Filed under Free Software Downloads, Internet Security Alerts, Latest Tech News

2 responses to “Tech Thoughts Daily Net News – February 20, 2015

  1. Fred

    Hi Bill!
    ‘Beat it, bloatware: How to clean Superfish and other crap off your PC’
    From the article:
    “We originally published this article about a year ago, but in light of Lenovo’s Superfish fiasco, cleaning crapware off your PC is now more relevant than ever.”
    Bill I had always wondered about Lenovo and now it seems my fears were well founded. Apparently ALL of the computers are made in China. I have thought, based upon the Chinese governments proven record of spying on American businesses, consumers and government that it might be unwise, however the US government has its missile parts made in China do I guess all is well.
    You know Bill when I first got a computer I thought it would be all fun and educational, now it seems it is a front in a war!
    I truly am so appreciative of your efforts here, before coming here I was a lamb amongst the wolves.
    With best wishes always,
    Fred

    • Hi Fred,

      Sorry for the late response – life got in the way yesterday. 🙂

      Underhanded behavior seems to be an acceptable norm with tech companies. There’s really nothing new here – just news of the latest “we’ll lie like a rug until you catch us” sort of thing. Just look at the number of class action lawsuits that have been launched in the last month alone. Hell, in the last few days! 🙂

      I share your feeling that “it seems it is a front in a war!” We are, in one sense, combatants/victims (depending on one’s capacity to understand reality) in a U.S. led war against freedom, toleration, privacy… all of it wrapped in the flag of patriotism and counter terrorism (wonderfully supported by Hollywood). American exceptionalism running amok, which affects virtually every human being on earth.

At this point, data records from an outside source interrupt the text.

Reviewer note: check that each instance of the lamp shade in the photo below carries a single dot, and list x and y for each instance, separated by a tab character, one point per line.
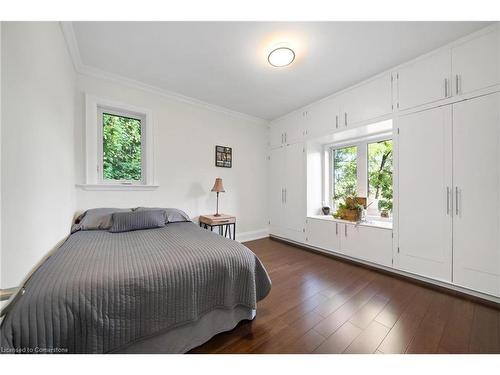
218	186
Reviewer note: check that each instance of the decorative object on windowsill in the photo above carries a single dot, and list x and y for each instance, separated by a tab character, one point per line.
385	207
351	209
223	156
218	188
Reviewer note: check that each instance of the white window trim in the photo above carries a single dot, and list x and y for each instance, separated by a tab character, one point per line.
93	146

      I pointed out early in this NSA fiasco, that the only instrument worth wielding against a government intent on world domination (and, make no mistake, that is the underlying objective), is a refusal on the part of world citizenry to support U.S. companies at any level – starting with Microsoft, Apple, Google.. Until that happens, the U.S. will continue to attempt to run roughshod over the rest of the world.

      Twenty years of backdooring hard drives is a perfect illustration of how far off the board the U.S. plays the game. Who in their right mind would authorize such a thing.